There was a time when no one was supposed to know Germany's foreign intelligence service, the BND, even existed. In the initial years after the Second World War, the game of hide-and-seek sometimes took on grotesque forms. The German secret service agency responsible for foreign countries used the name "civil servants' accommodation." At the time, BND offices were hidden away in the town of Pullach, south of Munich. Today the agency resides in central Berlin.
Not a bad location for a government agency that works in secret and is supposed to guarantee Germany's security. In order to increase public acceptance of an agency that is no stranger to glitches and scandals, the BND has changed tack. Locating its new extensive, architecturally somewhat drab-looking headquarters in the heart of the German capital was a clear statement, and the exhibition that opened at the visitor center on Tuesday even more so.
The center has been open since early 2019 and is considered to be unique in the world, a fact that the BND, which is controlled by the German chancellor's office, is proud of. The word "secret service" is not a word the BND's approximately 6,500 employees like to hear. The agency wants to come across as transparent. Situated near Berlin's world-famous Natural History Museum, the BND has tried for a museum-like touch of its own by opening an exhibition, a kind of "hands-on" secret service.
James Bond-style 1970's charm
Featuring more than 120 exhibits, it attracts visitors with an interactive, multimedia, ultra-modern approach. The highlight is a two-story, 72-square-meter LED wall that makes the room look like a planetarium. The bluish, shimmering, three-dimensional panorama with its brightly illuminated dots and lines is designed to spark people's imagination. Does that make the BND a 21st century high-tech company financed by taxpayers' money? In a way, yes.
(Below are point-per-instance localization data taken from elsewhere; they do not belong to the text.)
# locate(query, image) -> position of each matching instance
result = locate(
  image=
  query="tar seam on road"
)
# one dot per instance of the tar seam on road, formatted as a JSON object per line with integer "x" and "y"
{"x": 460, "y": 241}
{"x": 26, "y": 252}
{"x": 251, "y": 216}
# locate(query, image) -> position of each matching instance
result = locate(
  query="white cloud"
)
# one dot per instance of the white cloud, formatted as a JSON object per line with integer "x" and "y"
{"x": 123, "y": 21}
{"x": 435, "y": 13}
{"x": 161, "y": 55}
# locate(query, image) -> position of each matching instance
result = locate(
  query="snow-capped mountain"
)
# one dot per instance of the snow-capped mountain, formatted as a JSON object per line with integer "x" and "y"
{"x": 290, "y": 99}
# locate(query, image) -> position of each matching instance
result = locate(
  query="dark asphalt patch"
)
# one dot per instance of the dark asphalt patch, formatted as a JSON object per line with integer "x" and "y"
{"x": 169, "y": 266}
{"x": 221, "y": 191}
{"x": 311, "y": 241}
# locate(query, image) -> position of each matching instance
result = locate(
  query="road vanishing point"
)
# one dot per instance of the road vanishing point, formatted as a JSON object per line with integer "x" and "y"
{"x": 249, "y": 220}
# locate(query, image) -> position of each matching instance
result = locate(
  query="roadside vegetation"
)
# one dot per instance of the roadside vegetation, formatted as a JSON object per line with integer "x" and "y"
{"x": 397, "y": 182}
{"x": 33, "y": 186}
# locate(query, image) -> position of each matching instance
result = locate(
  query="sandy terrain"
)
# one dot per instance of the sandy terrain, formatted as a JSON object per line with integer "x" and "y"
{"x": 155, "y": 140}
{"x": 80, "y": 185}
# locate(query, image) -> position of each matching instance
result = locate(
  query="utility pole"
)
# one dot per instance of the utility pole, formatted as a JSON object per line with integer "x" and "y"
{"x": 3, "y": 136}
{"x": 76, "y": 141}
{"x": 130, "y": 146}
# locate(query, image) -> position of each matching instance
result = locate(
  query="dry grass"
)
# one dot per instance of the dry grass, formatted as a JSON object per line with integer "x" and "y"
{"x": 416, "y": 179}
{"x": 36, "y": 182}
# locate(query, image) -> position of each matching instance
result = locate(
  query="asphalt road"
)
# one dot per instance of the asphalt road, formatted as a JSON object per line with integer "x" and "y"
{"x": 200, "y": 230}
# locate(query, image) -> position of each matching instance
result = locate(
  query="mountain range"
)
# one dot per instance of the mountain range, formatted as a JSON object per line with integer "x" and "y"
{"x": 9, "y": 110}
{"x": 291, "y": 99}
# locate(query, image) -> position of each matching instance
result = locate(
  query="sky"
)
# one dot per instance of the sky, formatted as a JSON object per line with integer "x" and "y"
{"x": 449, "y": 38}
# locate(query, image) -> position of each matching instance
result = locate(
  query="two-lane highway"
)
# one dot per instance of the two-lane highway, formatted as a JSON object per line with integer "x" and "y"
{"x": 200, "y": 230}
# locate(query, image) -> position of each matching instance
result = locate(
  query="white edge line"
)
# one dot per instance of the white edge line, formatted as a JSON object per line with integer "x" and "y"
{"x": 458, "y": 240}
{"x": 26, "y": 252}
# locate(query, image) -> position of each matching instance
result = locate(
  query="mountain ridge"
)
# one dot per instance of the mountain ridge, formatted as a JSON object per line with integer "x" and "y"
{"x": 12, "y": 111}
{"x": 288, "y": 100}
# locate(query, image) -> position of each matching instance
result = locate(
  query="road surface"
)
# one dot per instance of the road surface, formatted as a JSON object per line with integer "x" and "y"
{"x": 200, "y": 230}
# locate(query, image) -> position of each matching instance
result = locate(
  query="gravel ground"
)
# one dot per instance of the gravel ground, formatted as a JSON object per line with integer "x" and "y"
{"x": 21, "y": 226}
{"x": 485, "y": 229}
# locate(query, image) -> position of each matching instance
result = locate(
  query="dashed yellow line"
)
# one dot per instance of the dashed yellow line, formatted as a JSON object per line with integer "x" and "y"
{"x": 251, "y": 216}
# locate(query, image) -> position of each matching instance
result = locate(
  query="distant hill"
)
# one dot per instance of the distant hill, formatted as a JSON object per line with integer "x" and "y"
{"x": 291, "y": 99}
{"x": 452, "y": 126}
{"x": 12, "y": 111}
Visitors can't buy drones or microphones to secretly listen in on their neighbors, but they can get a close look at classics from the world of espionage. Some items look like they are straight from a 1970s James Bond movie, including a regular-looking shoe with a detachable heel that has a built-in hollow hiding space.
The exhibit features a nod to the silver screen with a poster from the film 'Spy Today, Die Tomorrow'
Bright spotlights highlight the cliche image of the stereotypical undercover agent surrounded by beautiful women. A slightly modified film poster starring Lex Barker and Maria Perschy in the 1967 film "Spy Today, Die Tomorrow" shows the BND doesn't shy away from poking fun at itself.
A nod to more serious affairs
The secret service as such is far too serious and dangerous a subject to only be taken lightly, however. The BND exhibition, which covers a total area of over 400 square meters, is both professional and informative, including information found on rectangular pillars that give people an idea of the legal basis on which the secret service works and who controls it.
A suicide vest is tangible proof that BND officers sometimes risk their lives. Exhibits also include portable surface-to-air missile systems used in war zones, known as MANPADS. A child-sized life jacket suitable for the high seas is a reminder of what happens every day on the refugee route in the Mediterranean.
Anyone who wants to take a closer look at the €2.5 million ($2.8 million) BND exhibition in Berlin should plan ahead. For security reasons, it is only open to registered groups. In the long run, the agency plans to change its opening policy so people can simply drop by when they wish, just like they do at the nearby Natural History Museum.